Kardeşliğimize Saplanan Mızraklardan Irkçılık ve Şeytan
Allahu Teâlâ, yeryüzünde kendisine bir halife olarak atamız Hz. Âdem (a.s.)`ı yaratması üzerine saygı göstergesi olarak Hz. Âdem`e secde edilmesini emretmişti. Bunun akabinde ırkçılık mikrobu varlık âlemine çıkmıştı. Zira melekler Allah`ın emrine binaen atamıza secde etmişlerken iblis bunun aksini yapmış, secdeye gitmekten kaçınmıştı. Secde etmemesinin nedenini de kendisinin ateşten, Hz. Âdem (a.s.)`in topraktan yaratıldığını, ateşin de topraktan üstün olması hasebiyle, kendisinin Hz. Âdem (a.s.)`den üstün olduğu tezi üzerine temellendirmişti. Nihayetinde şeytan ırkçılık denilen illetin ilk pratiğini ortaya koymuş oluyordu.
Irkçılık, milliyetçilik, kafatasçılık; bir rengin başka renge, bir dilin başka bir dile, bir milletin başka bir millete üstün olduğu iddiasında bulunmak, teori ve pratikte bu zihniyetin kavgasını vermekle aslında kişi, karşı milletin ırkçılık dümenine su taşıyor.
Rengine, milletine, diline göre insanı sıraya dizmek, öyle ki o günden bu güne tarihin farklı dönemlerinde farklı versiyonlarla varlığını sürdürmüştür. Neticede bu mikrop, yüzyıllar boyu insanlığın başını ağrıtmış, insanı insana kırdırmış bir illettir.
Bazen kafatası ölçümlerinin baz alınmasıyla, bazen deri renklerinin baz alınmasıyla varlık sahasında kendisine yer bulmuştur. Bu zihniyetin hüküm sürdüğü zaman ve mekânlarda aşağı görülen unsurlar ezilmiş, sürülmüş, katledilmiştir. En iyi hali ile üstün ırklar(!), kendilerinden aşağı gördüğü unsurlara köle muamelesi yapmıştır.

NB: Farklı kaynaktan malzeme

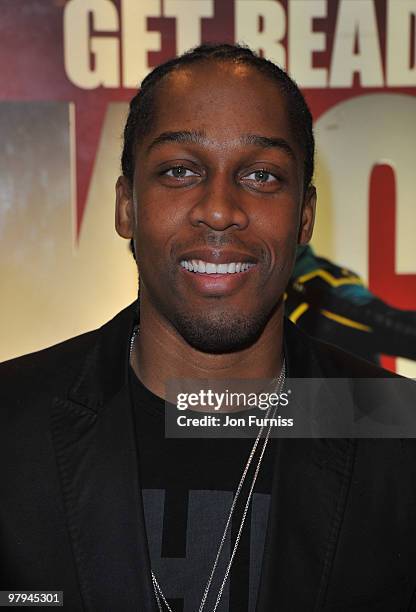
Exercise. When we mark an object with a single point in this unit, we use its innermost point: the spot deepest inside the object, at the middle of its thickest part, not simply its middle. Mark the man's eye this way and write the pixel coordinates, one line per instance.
(179, 172)
(261, 176)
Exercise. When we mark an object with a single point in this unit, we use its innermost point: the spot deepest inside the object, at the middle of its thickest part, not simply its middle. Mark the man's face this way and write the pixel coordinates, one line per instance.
(217, 206)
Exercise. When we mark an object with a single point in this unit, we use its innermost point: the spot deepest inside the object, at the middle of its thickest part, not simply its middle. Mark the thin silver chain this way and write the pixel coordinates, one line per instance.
(157, 589)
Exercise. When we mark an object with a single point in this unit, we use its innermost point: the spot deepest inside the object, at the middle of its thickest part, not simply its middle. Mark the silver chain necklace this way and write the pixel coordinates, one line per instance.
(157, 589)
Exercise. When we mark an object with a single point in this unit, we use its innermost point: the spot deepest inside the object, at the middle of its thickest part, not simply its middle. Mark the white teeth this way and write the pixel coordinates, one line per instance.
(204, 267)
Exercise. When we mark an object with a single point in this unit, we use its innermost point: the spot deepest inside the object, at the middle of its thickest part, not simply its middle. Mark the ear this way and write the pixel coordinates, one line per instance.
(307, 219)
(124, 208)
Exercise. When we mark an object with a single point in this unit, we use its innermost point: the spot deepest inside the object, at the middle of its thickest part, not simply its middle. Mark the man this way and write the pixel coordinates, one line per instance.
(216, 194)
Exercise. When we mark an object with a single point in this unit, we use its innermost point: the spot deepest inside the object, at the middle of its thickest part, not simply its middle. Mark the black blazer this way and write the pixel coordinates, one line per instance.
(342, 524)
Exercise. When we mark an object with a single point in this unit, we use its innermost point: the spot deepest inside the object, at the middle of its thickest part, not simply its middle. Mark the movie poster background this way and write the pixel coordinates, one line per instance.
(68, 70)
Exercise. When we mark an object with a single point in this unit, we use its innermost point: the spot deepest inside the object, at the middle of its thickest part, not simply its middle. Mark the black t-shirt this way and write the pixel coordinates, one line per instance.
(188, 487)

Maalesef bu kirli zihniyetin İslam tarihindeki örneği Hz. Ebu Zer ve Hz. Bilal-i Habeş arasında geçen ve kardeşlik destanı olarak tarihte yer alan hadiseyle kalmamıştır. Emevi saltanatı döneminde resmi ve zorba bir çehre olarak hortlamıştır. Emevi saltanatının, bu “mevali” siyaseti o zamanda Müslümanlar tarafından eleştirilmiş ve bu anlayış Emevi hâkimiyetinin son bulmasını netice vermiştir. Yani bu zihniyet onlara da kaybettirmiştir.
Tekrar ırkçılığın başlamasına geldiğimizde, mikrobu ilk ortaya koyan şeytan olduğu için ırkçılık, kafatasçılık şeytanın yoludur, âdetidir, işidir, vazgeçilmezidir.
Irkçılığa bulaşan, ırkçılık yapan ona göre hareket eden de şeytanın takipçisi oluyor, şeytanın yolunu sürdürüyor ve onun sonuna talip olmuş oluyor.
Şeytan, bir kez yaptığı bu çirkin fiilden dolayı sonsuza dek Allah`ın rahmetinden mahrum kaldığı gibi, bu işin işçilerini, bu zihniyete ömür adayanların sonunu varın siz düşünün.
Efendimiz (s.a.v.)`in, “ırkçılık yapan bizden değildir.” diye buyurmasını da bu minvalde görebiliriz.
Ümmetin ırkçılık belasından halas olduğu, hakiki anlamda kardeşliği sergilediği günler temennisiyle.